Evaluation of Deep Learning Models for Identifying Surgical Actions and Measuring Performance

Shuja Khalid, MSc; Mitchell Goldenberg, MBBS, PhD; Teodor Grantcharov, MD, PhD; Babak Taati, PhD; Frank Rudzicz, PhD

JAMA Network Open. 2020;3(3):e201664. doi:10.1001/jamanetworkopen.2020.1664


Importance When evaluating surgeons in the operating room, experienced physicians must rely on live or recorded video to assess the surgeon’s technical performance, an approach prone to subjectivity and error.
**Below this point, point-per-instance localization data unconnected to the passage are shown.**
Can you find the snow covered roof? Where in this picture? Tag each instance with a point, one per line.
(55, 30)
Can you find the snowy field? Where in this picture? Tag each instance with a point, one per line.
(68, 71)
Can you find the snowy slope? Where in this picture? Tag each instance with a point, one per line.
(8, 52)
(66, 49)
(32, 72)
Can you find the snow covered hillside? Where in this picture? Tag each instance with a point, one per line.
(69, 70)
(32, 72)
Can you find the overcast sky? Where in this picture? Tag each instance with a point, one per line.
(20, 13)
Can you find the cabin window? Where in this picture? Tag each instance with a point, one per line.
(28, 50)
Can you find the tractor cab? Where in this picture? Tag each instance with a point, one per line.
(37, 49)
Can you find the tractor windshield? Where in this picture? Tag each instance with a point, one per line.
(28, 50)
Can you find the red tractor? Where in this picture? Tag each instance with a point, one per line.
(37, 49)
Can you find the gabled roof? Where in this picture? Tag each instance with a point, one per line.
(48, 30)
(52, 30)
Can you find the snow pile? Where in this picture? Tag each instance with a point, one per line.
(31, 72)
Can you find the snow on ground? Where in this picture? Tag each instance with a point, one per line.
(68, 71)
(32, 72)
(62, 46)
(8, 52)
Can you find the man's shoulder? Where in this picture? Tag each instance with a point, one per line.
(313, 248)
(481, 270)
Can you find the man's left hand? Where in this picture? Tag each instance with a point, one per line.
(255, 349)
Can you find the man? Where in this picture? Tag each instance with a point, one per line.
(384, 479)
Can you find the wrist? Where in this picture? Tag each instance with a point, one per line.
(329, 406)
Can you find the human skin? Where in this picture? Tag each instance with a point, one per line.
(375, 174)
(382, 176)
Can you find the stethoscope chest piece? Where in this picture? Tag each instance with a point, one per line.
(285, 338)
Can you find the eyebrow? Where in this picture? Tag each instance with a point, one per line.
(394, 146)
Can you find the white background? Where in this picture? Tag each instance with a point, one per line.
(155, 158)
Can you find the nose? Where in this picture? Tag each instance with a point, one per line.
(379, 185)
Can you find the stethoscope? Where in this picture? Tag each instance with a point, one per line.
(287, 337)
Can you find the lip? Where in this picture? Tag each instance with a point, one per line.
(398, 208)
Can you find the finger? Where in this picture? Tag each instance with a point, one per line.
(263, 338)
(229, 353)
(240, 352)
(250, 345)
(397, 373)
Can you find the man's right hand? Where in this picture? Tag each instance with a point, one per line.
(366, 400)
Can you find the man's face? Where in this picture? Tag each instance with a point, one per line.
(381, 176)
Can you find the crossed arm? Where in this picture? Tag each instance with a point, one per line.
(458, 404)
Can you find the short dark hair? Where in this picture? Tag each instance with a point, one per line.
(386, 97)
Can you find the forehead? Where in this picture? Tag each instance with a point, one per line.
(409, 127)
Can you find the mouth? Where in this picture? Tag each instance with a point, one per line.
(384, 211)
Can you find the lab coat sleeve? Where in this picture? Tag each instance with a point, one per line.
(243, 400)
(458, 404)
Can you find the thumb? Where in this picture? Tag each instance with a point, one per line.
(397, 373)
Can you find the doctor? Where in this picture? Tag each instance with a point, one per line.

Owing to the large number of surgical procedures performed daily, it is infeasible to review every procedure; therefore, there is a tremendous loss of invaluable performance data that would otherwise be useful for improving surgical safety.

Objective To evaluate a framework for assessing surgical video clips by categorizing them based on the surgical step being performed and the level of the surgeon’s competence.

Design, Setting, and Participants This quality improvement study assessed 103 video clips of 8 surgeons of various levels performing knot tying, suturing, and needle passing from the Johns Hopkins University–Intuitive Surgical Gesture and Skill Assessment Working Set. Data were collected before 2015, and data analysis took place from March to July 2019.

Main Outcomes and Measures Deep learning models were trained to estimate categorical outputs such as performance level (ie, novice, intermediate, and expert) and surgical actions (ie, knot tying, suturing, and needle passing). The efficacy of these models was measured using precision, recall, and model accuracy.

Results The provided architectures achieved accuracy in surgical action and performance calculation tasks using only video input. The embedding representation had a mean (root mean square error [RMSE]) precision of 1.00 (0) for suturing, 0.99 (0.01) for knot tying, and 0.91 (0.11) for needle passing, resulting in a mean (RMSE) precision of 0.97 (0.01). Its mean (RMSE) recall was 0.94 (0.08) for suturing, 1.00 (0) for knot tying, and 0.99 (0.01) for needle passing, resulting in a mean (RMSE) recall of 0.98 (0.01). It also estimated scores on the Objected Structured Assessment of Technical Skill Global Rating Scale categories, with a mean (RMSE) precision of 0.85 (0.09) for novice level, 0.67 (0.07) for intermediate level, and 0.79 (0.12) for expert level, resulting in a mean (RMSE) precision of 0.77 (0.04). Its mean (RMSE) recall was 0.85 (0.05) for novice level, 0.69 (0.14) for intermediate level, and 0.80 (0.13) for expert level, resulting in a mean (RMSE) recall of 0.78 (0.03).

Conclusions and Relevance The proposed models and the accompanying results illustrate that deep machine learning can identify associations in surgical video clips. These are the first steps to creating a feedback mechanism for surgeons that would allow them to learn from their experiences and refine their skills.